Es un Lazarillo edición de Flandes de 1554. El secreto de Selene es un libro.

Oyó gritos, aullidos como los de un lobo y truenos. Sus dedos consiguieron encontrar la madera en la pared, buscaron el cerrojo sin éxito. La madera se le clavó en la mano, el dolor era punzante y la reconfortó. Se había clavado algo metálico, con la boca atrapó el cerrojo y lo descorrió. El salitre silbó al entrar con el aire de la noche insuflando un poco de vida en la cueva. Era apenas una rendija protegida con una reja, desde allí se veía su casa y la plazuela, los ojos alineados con las losas que tantos habían pisado. Luego todo se llenó de pies y de pisadas.

Por la pequeña rendija en la oscuridad era difícil distinguir las caras de aquellos bultos informes que se alzaban ante su casa, al otro lado de la plazuela. Veía sólo las antorchas de brea. Resplandecían y el mundo temblaba a su luz roja. Reconoció a los cojos no por sus caras, sino por el arrastrar de sus piernas. Dejaban marcas en el barro como si fueran carretas rotas. Y, entonces, al final de la calle, vio surgir a los cuatro hombres: sombras altas y fuertes que avanzaban derechas hacia el fuego. Un relámpago iluminó el cielo y durante un segundo la escena fue clara como el día, como un cuadro o una pesadilla. Aunque había sido sólo un segundo, Ainur reconoció la sombra baja de un vientre hinchado y deforme, cuyo rostro no podría olvidar ni aquí escondida entre los muertos. La papada flácida, los ojos pequeños y crueles, la calva y los cuatro pelos peinados hacia delante. Era él. El hombre que siempre llevaba consigo. El rostro con el que soñaba todas las noches. El hombre que Ainur odiaba más que nada en el mundo. Palpó la cicatriz de su barbilla, la que él le había hecho arrojándola al suelo y al desastre sobre el baño de mármol del hotel Amigo. Era el alcalde de Idumea. Su presidente, el que la había mandado llevarle las toallas y había intentado violarla cuando ella todavía era inocente. Hacía tanto tiempo…

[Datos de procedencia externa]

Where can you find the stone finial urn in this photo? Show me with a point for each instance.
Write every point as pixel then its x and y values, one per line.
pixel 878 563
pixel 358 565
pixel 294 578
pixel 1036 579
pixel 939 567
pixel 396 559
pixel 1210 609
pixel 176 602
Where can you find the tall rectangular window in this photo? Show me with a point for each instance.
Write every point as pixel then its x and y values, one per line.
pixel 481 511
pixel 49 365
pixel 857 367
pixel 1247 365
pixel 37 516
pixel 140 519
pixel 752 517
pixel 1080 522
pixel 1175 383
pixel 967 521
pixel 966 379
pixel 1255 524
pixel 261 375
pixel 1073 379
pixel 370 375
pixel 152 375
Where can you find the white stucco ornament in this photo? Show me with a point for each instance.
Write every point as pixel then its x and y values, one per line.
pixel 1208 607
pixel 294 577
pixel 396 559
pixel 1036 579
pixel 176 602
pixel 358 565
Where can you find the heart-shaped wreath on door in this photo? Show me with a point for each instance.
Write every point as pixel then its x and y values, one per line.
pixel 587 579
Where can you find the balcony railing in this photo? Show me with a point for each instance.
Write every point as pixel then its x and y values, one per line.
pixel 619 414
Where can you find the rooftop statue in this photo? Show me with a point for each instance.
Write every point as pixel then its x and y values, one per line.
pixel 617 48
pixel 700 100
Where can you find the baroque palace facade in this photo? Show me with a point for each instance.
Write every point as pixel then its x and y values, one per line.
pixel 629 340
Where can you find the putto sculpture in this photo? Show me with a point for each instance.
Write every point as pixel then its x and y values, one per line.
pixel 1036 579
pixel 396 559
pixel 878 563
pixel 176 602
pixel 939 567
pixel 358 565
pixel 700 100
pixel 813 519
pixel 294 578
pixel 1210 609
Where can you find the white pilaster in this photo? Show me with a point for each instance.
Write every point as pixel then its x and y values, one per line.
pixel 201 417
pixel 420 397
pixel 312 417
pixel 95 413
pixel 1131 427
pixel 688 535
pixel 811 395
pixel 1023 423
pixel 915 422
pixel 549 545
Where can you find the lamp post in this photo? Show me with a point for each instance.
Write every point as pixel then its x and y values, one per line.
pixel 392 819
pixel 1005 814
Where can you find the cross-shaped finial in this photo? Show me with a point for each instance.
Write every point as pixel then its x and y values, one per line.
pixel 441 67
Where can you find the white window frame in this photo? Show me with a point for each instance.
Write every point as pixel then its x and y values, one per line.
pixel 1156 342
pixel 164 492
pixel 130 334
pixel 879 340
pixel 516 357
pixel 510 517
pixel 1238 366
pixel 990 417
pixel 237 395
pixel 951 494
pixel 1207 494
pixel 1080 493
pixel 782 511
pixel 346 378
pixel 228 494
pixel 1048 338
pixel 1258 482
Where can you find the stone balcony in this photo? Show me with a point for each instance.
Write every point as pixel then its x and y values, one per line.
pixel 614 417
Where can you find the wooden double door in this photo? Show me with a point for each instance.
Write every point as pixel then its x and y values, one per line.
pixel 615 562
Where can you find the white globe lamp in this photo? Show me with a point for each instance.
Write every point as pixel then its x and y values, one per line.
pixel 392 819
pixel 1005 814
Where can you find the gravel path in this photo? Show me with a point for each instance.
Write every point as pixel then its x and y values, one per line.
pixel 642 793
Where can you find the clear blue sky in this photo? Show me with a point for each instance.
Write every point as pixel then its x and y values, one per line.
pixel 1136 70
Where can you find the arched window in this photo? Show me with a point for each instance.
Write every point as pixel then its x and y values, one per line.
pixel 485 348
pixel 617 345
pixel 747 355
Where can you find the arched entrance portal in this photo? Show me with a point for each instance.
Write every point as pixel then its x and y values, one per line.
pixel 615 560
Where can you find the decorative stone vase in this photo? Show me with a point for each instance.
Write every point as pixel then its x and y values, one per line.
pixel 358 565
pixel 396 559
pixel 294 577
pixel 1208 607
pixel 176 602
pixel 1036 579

No se preguntó qué hacía allí el alcalde. La había alcanzado como el tiempo, como el fuego, como la alcanzaría la muerte. Ya no tenía sentido huir, ni esconderse. Se oyeron truenos. La tormenta se acercaba. Antes de que comenzase a llover, Ainur salió a la calle. Al encuentro de los que la buscaban para matarla.

Esta noche lo harán. Me quemarán viva. Parecerá un accidente. Cuando lleguen los bomberos desde Arriondas será demasiado tarde. Alguno dirá que intentó salvarme. Aprieto el libro contra mi pecho. El libro con la página mágica impregnada en los ungüentos de Selene, la que me dieron las manos de los niños muertos. Allí había estado todo el tiempo, escondida a la vista de todos. Un viejo volumen en las manos de un esqueleto. Unas letras polvorientas que el agua vuelve a la vida. La tierra a la tierra, el polvo al polvo. Las palabras de Selene… a mí.

Ella escribió una carta para su hija y para las hijas de su hija. Una carta escrita con laminaduras de plata y bañada en su ciencia. Un pergamino de vitela finísima para probar que la bruja es médica y alquimista. Las palabras de la carta disueltas en agua dan la vida y pueden quitarla.

No sé si después de tanto tiempo el bebedizo funcionará o se habrá convertido en un veneno mortal. Pero no tengo elección. Al amanecer dejaré flotar la carta de Selene en la alberca que da agua a este pueblo y esta noche esperaré a que vengan. Ya están aquí. Como en mi sueño, llevan hoces y guadañas, bidones de gasolina y cruces. Gritan y sus rostros están tan desencajados que no los conozco. En la puerta de la capilla, Consuelo les da la última arenga. Me acusa de los anónimos, de los animales muertos, del ahogado y de la muerte del Señor Oscuro. Algunos tienen miedo. El cielo es violeta y con el último grito se va la última luz. Vienen hacia aquí. Se detienen delante de la casa. Oigo rechinar las ruedas de una carreta.